Stabilization of DD-F1-IR/AA and DD-F2-R/A did not affect intracellular growth and revealed that both TgFRM1 and TgFRM2 play a role in gliding, invasion and egress. All phenotypes were aggravated when both dominant mutants were expressed in the same parasite (). These results give a strong indication that the two formins act in concert. However, since the stabilization of each FH2 mutants failed to sequester all the formins, invasion only dropped to 50% and in consequence it is not possible to completely rule out some level of functional redundancy between the two formins. Nevertheless the results demonstrate that both TgFRM1 and TgFRM2 contribute additively to the three vital aspects of the glideosome function namely gliding motility, host cell invasion and egress from the infected cells.

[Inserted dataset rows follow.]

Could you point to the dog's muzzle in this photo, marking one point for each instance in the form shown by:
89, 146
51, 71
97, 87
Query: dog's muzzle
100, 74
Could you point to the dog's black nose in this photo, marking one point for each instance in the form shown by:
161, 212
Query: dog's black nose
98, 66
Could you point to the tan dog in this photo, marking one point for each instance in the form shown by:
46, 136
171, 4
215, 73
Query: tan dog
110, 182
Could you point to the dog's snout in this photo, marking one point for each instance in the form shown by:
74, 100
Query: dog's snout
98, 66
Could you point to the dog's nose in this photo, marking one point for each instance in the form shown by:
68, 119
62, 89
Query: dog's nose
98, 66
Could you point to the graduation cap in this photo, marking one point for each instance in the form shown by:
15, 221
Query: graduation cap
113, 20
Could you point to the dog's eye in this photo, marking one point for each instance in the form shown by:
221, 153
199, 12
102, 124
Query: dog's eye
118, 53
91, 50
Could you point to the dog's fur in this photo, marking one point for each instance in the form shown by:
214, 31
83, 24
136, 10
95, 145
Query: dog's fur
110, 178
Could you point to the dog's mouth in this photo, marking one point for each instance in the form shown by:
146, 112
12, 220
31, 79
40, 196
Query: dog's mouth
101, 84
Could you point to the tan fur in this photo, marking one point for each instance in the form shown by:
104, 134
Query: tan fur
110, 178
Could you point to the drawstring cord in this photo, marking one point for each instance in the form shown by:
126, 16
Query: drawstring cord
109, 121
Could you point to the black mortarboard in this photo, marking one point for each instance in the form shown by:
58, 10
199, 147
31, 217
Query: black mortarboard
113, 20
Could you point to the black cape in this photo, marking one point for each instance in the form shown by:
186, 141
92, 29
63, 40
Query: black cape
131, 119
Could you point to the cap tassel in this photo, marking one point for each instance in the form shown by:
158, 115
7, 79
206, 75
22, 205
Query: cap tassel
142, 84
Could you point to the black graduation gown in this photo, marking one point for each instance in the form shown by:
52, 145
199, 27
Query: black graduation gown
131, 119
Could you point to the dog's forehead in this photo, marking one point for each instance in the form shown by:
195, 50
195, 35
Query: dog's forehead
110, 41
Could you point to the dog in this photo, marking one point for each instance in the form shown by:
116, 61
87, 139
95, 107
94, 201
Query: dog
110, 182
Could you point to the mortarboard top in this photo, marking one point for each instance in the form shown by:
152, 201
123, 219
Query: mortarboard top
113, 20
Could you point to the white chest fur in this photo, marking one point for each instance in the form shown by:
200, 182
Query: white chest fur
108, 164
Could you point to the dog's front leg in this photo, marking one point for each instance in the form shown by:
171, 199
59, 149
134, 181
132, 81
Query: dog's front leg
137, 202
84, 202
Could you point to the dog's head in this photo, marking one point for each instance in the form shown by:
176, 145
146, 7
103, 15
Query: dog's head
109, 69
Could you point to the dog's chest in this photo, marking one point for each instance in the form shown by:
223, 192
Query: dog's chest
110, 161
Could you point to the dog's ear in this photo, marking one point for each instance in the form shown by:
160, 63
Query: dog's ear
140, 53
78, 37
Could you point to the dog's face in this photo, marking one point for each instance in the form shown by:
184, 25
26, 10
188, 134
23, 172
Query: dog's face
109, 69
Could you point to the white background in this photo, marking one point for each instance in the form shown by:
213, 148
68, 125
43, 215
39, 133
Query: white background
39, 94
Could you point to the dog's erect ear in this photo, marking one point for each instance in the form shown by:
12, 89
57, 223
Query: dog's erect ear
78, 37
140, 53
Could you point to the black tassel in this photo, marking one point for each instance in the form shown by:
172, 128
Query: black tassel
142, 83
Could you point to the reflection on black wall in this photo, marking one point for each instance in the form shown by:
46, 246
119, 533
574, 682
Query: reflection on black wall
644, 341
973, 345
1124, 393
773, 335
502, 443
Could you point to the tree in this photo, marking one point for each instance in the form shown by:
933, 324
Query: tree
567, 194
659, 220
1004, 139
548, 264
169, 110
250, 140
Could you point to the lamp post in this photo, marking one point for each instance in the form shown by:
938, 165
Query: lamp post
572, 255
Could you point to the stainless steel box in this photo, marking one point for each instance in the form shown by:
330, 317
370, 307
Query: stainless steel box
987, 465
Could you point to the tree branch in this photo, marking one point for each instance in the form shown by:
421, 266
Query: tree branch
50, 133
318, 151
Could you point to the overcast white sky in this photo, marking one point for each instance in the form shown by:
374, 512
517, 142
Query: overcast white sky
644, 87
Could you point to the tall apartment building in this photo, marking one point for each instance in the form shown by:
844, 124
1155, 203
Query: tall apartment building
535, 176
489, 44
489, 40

The refined analysis of the gliding motility phenotypes by video microscopy revealed that interfering with TgFRM1 and TgFRM2 preferentially affected helical and circular gliding, respectively, illustrating distinct contributions of the two formins in gliding. This study revealed that TgFRM1 is preferentially positioned at the PM, where fast nucleation occurs in close proximity to the complex formed between actin filaments and the aldolase-MIC2 tail complex. The filaments likely elongate over only a short distance with TgFRM2 potentially serving to stabilize and control the size of the filament close to the IMC.
Given the importance of these formins for parasite infection, it will be imperative to elucidate their mode of regulation and interaction with profilin as these unique features might become relevant therapeutic targets.